The U.S. Cybersecurity and Infrastructure Security Agency (CISA) on Wednesday added a security flaw impacting SonicWall Secure Mobile Access (SMA) 100 Series gateways to its Known Exploited Vulnerabilities (KEV) catalog, based on evidence of active exploitation.
The high-severity vulnerability, tracked as CVE-2021-20035 (CVSS score: 7.2), relates to a case of operating system command injection that could result in code execution.
“Improper neutralization of special elements in the SMA100 management interface allows a remote authenticated attacker to inject arbitrary commands as a ‘nobody’ user, which could potentially lead to code execution,” SonicWall said in an advisory released in September 2021.
The flaw impacts SMA 200, SMA 210, SMA 400, SMA 410, and SMA 500v (ESX, KVM, AWS, Azure) devices running the following versions –
- 10.2.1.0-17sv and earlier (Fixed in 10.2.1.1-19sv and higher)
- 10.2.0.7-34sv and earlier (Fixed in 10.2.0.8-37sv and higher)
- 9.0.0.10-28sv and earlier (Fixed in 9.0.0.11-31sv and higher)
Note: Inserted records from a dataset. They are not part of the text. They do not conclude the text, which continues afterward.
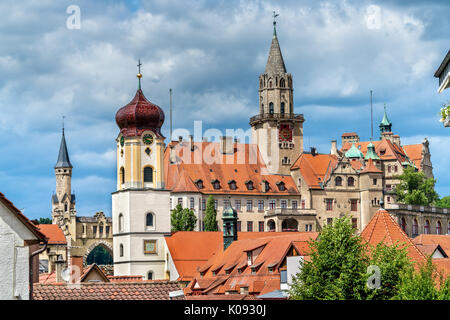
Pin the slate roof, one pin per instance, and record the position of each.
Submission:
(53, 232)
(143, 290)
(28, 224)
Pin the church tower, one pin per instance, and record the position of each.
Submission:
(276, 130)
(63, 202)
(140, 206)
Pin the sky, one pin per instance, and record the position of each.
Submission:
(210, 53)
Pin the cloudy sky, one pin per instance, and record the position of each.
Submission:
(210, 53)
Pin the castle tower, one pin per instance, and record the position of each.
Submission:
(63, 202)
(140, 206)
(276, 130)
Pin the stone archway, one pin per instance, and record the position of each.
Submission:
(105, 244)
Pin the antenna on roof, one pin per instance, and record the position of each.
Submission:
(371, 117)
(170, 93)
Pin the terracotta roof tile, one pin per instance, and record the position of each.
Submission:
(383, 228)
(143, 290)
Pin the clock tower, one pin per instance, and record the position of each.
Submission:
(276, 130)
(140, 210)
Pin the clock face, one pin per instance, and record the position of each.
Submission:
(147, 138)
(285, 133)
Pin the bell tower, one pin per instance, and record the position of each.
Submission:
(276, 130)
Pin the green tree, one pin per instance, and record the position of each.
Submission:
(393, 262)
(210, 215)
(444, 202)
(45, 221)
(426, 284)
(182, 219)
(415, 188)
(338, 266)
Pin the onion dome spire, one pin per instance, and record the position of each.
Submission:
(140, 115)
(63, 156)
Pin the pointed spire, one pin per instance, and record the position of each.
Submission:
(63, 156)
(275, 62)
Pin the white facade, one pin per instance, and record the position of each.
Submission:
(130, 232)
(15, 255)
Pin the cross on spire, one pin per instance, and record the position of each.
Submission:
(139, 75)
(274, 15)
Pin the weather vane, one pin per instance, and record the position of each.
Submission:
(139, 75)
(274, 15)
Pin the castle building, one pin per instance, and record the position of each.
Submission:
(270, 184)
(82, 233)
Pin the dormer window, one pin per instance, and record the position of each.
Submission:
(199, 183)
(232, 184)
(216, 184)
(281, 186)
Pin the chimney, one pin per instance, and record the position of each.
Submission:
(333, 150)
(191, 142)
(172, 155)
(226, 145)
(59, 264)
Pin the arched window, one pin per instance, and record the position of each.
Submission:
(426, 227)
(438, 227)
(122, 175)
(415, 227)
(403, 224)
(351, 181)
(149, 220)
(120, 222)
(148, 174)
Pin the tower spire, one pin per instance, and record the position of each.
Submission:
(63, 156)
(139, 75)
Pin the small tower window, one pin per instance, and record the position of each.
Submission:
(148, 174)
(122, 175)
(149, 220)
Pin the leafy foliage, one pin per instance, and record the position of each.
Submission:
(210, 215)
(182, 219)
(45, 221)
(415, 188)
(338, 266)
(427, 284)
(444, 202)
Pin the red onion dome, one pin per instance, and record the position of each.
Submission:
(138, 116)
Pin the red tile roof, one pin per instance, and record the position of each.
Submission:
(313, 168)
(383, 228)
(272, 251)
(53, 232)
(191, 249)
(434, 239)
(245, 164)
(144, 290)
(28, 224)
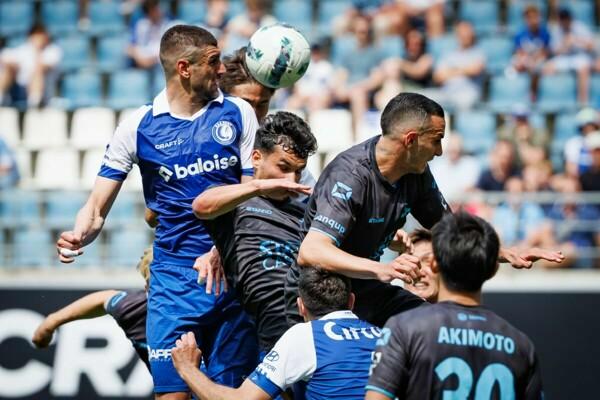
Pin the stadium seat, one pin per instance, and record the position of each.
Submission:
(125, 247)
(44, 128)
(76, 52)
(16, 17)
(498, 52)
(33, 247)
(128, 88)
(478, 130)
(111, 55)
(482, 14)
(82, 89)
(333, 129)
(9, 126)
(60, 16)
(105, 17)
(92, 128)
(57, 169)
(505, 92)
(557, 93)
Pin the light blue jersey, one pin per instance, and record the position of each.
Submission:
(179, 157)
(332, 354)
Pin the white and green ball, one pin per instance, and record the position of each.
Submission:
(277, 55)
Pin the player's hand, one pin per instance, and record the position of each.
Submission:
(68, 246)
(526, 257)
(186, 354)
(210, 270)
(280, 187)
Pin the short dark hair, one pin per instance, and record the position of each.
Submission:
(407, 107)
(183, 41)
(466, 249)
(236, 72)
(287, 130)
(323, 292)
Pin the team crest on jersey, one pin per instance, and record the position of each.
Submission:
(224, 132)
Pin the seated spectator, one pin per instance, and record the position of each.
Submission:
(502, 167)
(314, 90)
(357, 74)
(412, 73)
(590, 180)
(572, 45)
(9, 172)
(577, 157)
(455, 172)
(460, 72)
(27, 72)
(146, 34)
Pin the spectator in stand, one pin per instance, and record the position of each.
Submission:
(455, 172)
(532, 45)
(502, 167)
(460, 72)
(572, 45)
(413, 73)
(9, 172)
(27, 72)
(314, 90)
(144, 45)
(358, 74)
(577, 156)
(590, 180)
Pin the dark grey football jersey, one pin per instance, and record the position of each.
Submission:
(258, 243)
(452, 351)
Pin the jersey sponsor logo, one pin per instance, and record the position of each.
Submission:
(335, 332)
(201, 166)
(341, 191)
(476, 338)
(224, 132)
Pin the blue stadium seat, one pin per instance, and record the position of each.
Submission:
(482, 14)
(111, 53)
(498, 52)
(192, 11)
(16, 17)
(82, 89)
(557, 93)
(76, 52)
(478, 129)
(60, 17)
(505, 92)
(126, 246)
(105, 17)
(297, 13)
(128, 88)
(33, 247)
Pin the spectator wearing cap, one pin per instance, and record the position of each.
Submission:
(572, 45)
(577, 156)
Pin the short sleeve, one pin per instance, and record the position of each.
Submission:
(292, 359)
(121, 152)
(336, 201)
(430, 205)
(388, 374)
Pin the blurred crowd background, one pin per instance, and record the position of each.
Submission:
(520, 81)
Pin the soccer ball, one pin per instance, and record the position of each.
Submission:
(277, 56)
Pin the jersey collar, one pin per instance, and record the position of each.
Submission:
(160, 105)
(343, 314)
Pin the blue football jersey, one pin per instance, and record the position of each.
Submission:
(180, 157)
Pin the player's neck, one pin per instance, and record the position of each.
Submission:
(462, 298)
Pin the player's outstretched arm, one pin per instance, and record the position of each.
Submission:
(222, 199)
(90, 219)
(186, 358)
(90, 306)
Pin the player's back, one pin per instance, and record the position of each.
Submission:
(454, 351)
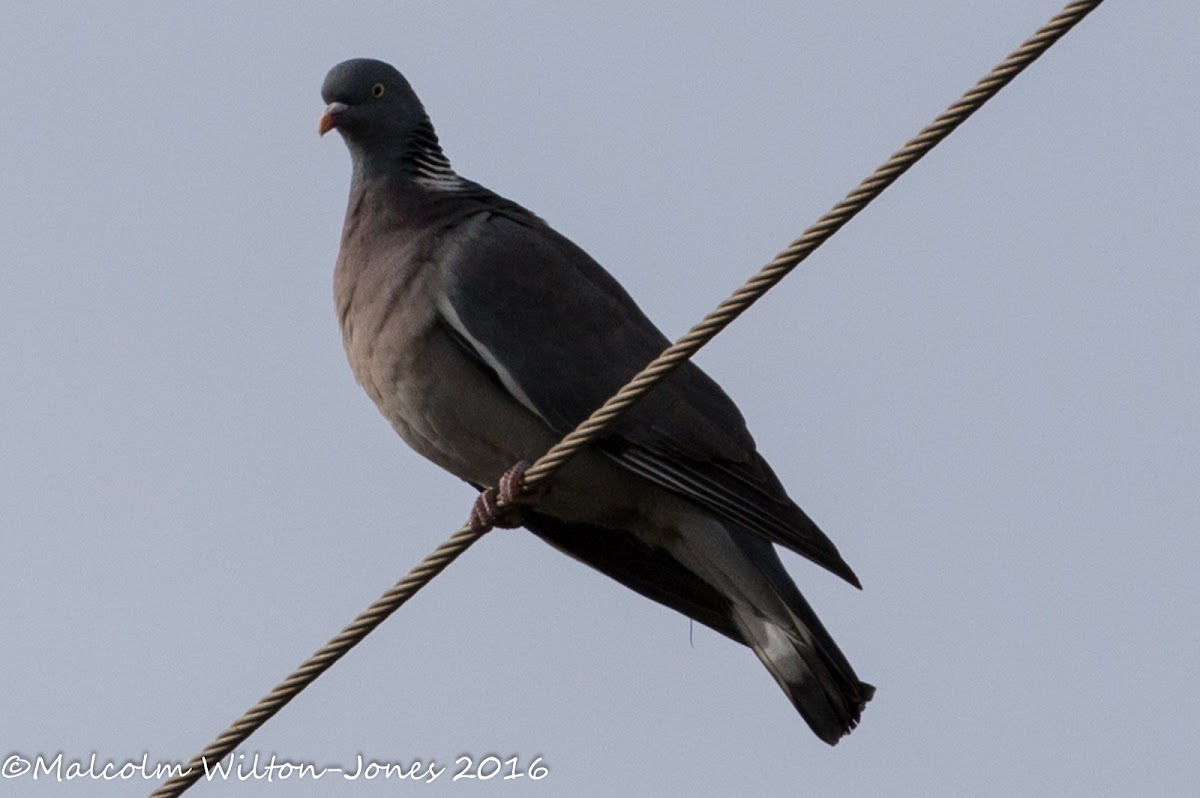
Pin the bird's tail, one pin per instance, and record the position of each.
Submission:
(793, 645)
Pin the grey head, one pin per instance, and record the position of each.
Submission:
(382, 120)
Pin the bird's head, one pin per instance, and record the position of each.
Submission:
(375, 109)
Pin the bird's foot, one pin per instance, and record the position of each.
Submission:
(503, 505)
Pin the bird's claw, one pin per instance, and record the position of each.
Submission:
(503, 505)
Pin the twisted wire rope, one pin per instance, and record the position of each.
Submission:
(603, 418)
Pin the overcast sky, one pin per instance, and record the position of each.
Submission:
(985, 389)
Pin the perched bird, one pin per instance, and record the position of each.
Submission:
(484, 336)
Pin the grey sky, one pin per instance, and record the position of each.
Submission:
(985, 389)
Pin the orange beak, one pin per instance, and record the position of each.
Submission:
(328, 120)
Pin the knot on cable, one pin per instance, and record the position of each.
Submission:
(503, 505)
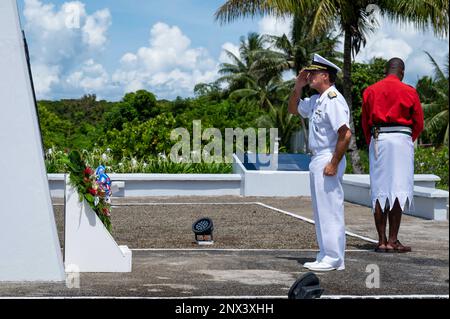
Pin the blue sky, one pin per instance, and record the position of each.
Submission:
(166, 47)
While the exact details surrounding the exploitation of CVE-2021-20035 are presently unknown, SonicWall has since revised the bulletin to acknowledge that “this vulnerability is potentially being exploited in the wild.”
Federal Civilian Executive Branch (FCEB) agencies are required to apply the necessary mitigations by May 7, 2025, to secure their networks against active threats.